FPGA SSN vs Crosstalk
FPGA signal integrity · Applications

How symptoms present by application

The same physics shows up differently depending on whether the FPGA is driving a wide bus, memory, clocks, mixed-signal circuitry, serial links, or slow control I/O.

Wide parallel LVCMOS buses

SSN: worst case.

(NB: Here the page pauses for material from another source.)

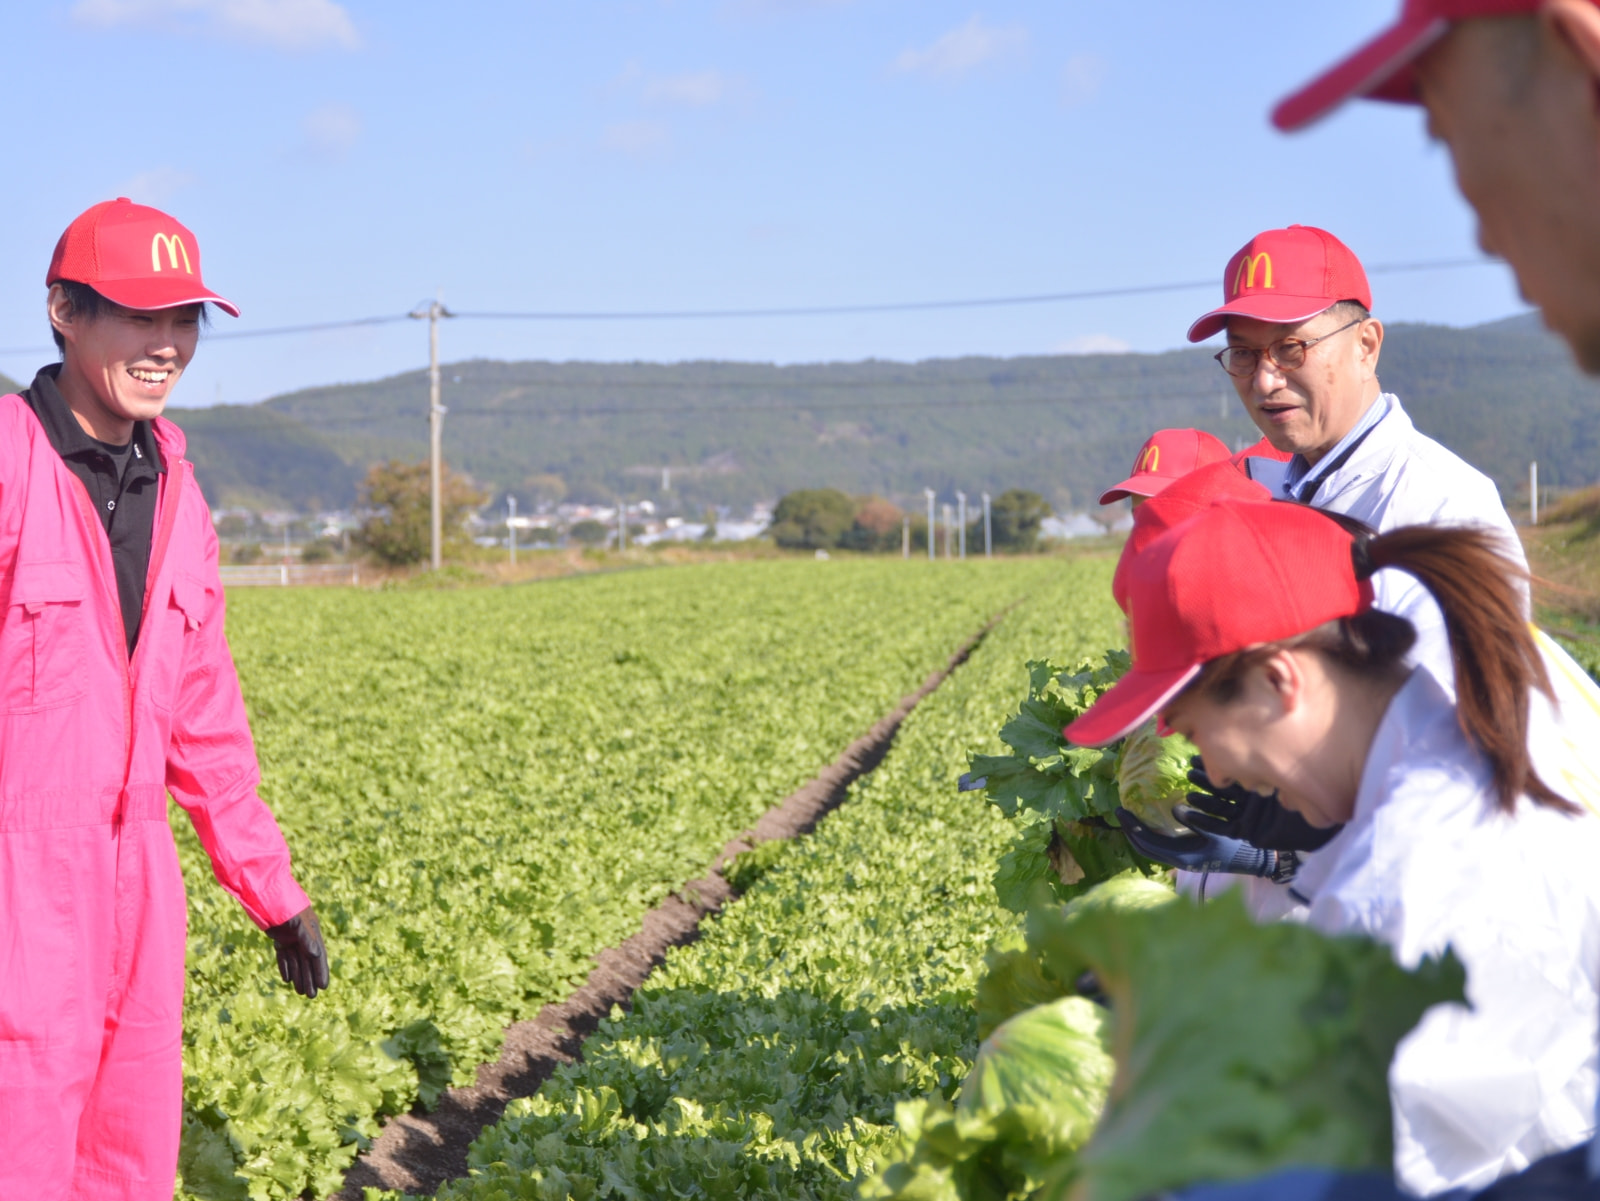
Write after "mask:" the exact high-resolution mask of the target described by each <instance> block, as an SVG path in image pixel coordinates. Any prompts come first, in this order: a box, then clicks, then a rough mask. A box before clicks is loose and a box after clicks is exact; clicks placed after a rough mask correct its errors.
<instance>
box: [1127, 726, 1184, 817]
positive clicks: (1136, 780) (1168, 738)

Many same-bank outputs switch on one edge; intermittent bit errors, false input transitions, corrupted strobes, or bank-wide noise.

Crosstalk: adjacent bus lines inject pattern-dependent errors; physical bit order matters.

Memory interfaces

SSN: bursts cause supply bounce; DQS/clock/strobe margin shrinks; failures vary with voltage, temperature, and traffic.

Crosstalk: DQ-to-DQ, DQ-to-DQS, or clock-to-data coupling causes eye closure or lane-specific errors.

Clocks, resets, interrupts

SSN: a quiet input near a noisy bank sees false threshold crossings during large switching events.

Crosstalk: nearby fast edges inject narrow pulses into high-impedance or asynchronous victims.

Mixed-signal systems

SSN: output bursts modulate PLL jitter, ADC code noise, DAC spurs, or analog ground references.

Crosstalk: specific digital nets couple into analog traces; spur frequency tracks aggressor activity.

High-speed serial

SSN: usually lower than wide LVCMOS, but supply noise can still add jitter.

Crosstalk: pair-to-pair or connector/cable coupling appears as eye closure, deterministic jitter, or lane-specific BER.

Slow industrial/control I/O

SSN: rare until many outputs switch loads together or thresholds are marginal.

Crosstalk: long parallel cables and high-impedance inputs pick up pulses; termination/filtering/spacing usually helps.

Sources: Microchip AN4848; AMD/Xilinx XAPP689; Altium, “Is it Simultaneous Switching Noise or Crosstalk?”; UBC, “Crosstalk-Aware Routing in FPGAs”; Design & Reuse, “How to reduce simultaneous switching output noise with a stand-alone SerDes.”